Literatura
“La realidad se vuelve ficción cuando se copia a sí misma”: Néstor Quiróz
Desde pequeño la lectura y la escritura lo atraparon con un abrazo envolvente, de aquellos que no terminan nunca. Por eso hoy el cuento se ha convertido en un refugio natural, un lugar adonde volver para sentir lo vivido.
Nacido en Curumaní (Cesar), el abogado y escritor Néstor Quiróz publica “Adornos peligroso y otras ficciones” (Uniediciones de Bogotá, 2017), un libro de relatos en el que narra la realidad de la costa Caribe de Colombia, esa realidad ajena al paso del tiempo, una cotidianidad poblada de personajes entrañables, llenos de ilusiones, pero incomodados por la virulencia del entorno.
En esta entrevista, Néstor Quiróz revela cómo llegó al cuento, qué fue lo que le sedujo, pero también las claves detrás de los cuentos que escribe. Su cuento “Un sueño de Navidad” nos permite, además, adentrarnos en su obra recientemente publicada.
¿Cómo y cuándo empezó a escribir cuentos?
Para mí fue una manifestación innata, creo. Las dificultades sociales, la obscuridad, las incomodidades de la época me impusieron una condición: leer. Con asfixiantes mechones de keroseno me alumbraba para, noche tras noche, devorar toda la literatura universal que hurtaba de la biblioteca parroquial. Después de leer y leer ávidamente, el paso que sigue es la escritura, que hube de haber comenzado a muy escasos años de vida. La rutina y la sordidez en la que vivíamos en el Curumaní de antaño, me regaló la oportunidad de empezar por el género bucólico y pastoril donde narraba mis travesuras en el campo y en las extensas sabanas de mi pueblo. Escribía con una cánula atada, con un poco de hilo, a un delgado madero que hundía de manera constante en un frasco de tinta china. Mi mundo era mi entorno y eso narraba. Desde entonces no he parado de escribir.

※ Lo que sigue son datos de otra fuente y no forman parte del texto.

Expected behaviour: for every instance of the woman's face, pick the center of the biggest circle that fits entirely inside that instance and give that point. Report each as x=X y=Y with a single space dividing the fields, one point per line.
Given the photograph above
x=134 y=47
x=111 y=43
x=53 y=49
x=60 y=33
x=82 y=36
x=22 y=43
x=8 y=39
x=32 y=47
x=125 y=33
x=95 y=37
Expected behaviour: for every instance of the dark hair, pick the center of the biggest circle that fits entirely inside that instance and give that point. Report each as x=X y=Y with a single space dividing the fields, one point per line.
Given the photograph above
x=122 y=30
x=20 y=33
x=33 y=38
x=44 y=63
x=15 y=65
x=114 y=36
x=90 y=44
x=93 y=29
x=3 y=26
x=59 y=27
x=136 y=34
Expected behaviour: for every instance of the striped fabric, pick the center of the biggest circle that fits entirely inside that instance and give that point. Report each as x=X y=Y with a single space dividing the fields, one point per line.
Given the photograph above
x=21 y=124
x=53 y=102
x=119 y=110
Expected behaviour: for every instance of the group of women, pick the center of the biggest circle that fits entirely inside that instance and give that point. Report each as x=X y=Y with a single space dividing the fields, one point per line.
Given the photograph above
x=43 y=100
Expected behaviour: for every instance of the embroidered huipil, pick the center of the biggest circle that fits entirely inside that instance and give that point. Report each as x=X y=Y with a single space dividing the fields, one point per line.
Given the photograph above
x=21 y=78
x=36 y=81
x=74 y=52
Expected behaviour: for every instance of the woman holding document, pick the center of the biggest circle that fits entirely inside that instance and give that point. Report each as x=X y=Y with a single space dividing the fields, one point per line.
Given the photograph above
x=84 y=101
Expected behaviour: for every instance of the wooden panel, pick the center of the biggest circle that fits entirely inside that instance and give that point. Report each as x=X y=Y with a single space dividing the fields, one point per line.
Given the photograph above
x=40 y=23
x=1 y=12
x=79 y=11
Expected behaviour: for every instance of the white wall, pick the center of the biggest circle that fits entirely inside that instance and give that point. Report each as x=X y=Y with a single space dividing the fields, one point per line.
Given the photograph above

¿Qué le atrae especialmente en el cuento?
Para Edgar Allan Poe, Guy de Maunpassant, Rulfo, Cortazar, etc., lo atractivo del cuento es la unidad de efecto o impresión que nace de la poca extensión del relato. Esta debe provocar en la psiquis de quien inicia la lectura, un poderoso impacto que debe obligar al lector a no dejar sin terminar lo que ya inició. El relato se vuelve, entonces, asfixiante, denso, capaz de ahogar con el hilo conductor de la narración, porque su brevedad obliga a ser leído de un tirón. Lo que no ocurre con los géneros largos como la novela, en donde las pausas, la interrupción de la lectura del texto, generalmente terminan con el suspenso, la sorpresa de ánimo. A mí me atrae eso: La contundencia, la atmósfera subyugante provocada por el músculo narrativo y por un final de impacto.
A la hora de escribir un cuento, ¿Cuáles son los elementos, las historias y personajes que más le llaman la atención?
Para muchos escritores uno narra vivencias. No hay un trabajo que no sea autobiográfico o, por lo menos, que no contenga girones de uno mismo. Por eso uno le canta y narra la cotidianidad. Ya Horacio Quiroga lo dijo en “Un decálogo del perfecto cuentista”: Tus personajes deben estar descritos en un ambiente en el que uno de ellos pudiste haber sido tú mismo. No de otro modo se les puede dar vida. Por eso el hombre inventó la ficción con Las mil y una noche, para crear personajes que se parecieran a él sin ser él, para hablar de uno sin ser uno. La realidad se vuelve ficción cuando se copia a sí misma. De eso es lo que trata Mentiras verdaderas, de Sergio Ramírez. Los personajes de un cuento, no están predeterminados, van apareciendo y cobrando vida en la medida en que la narración los vaya necesitando. Aparecen y desaparecen con la misma velocidad en que aparecieron, son accidentes.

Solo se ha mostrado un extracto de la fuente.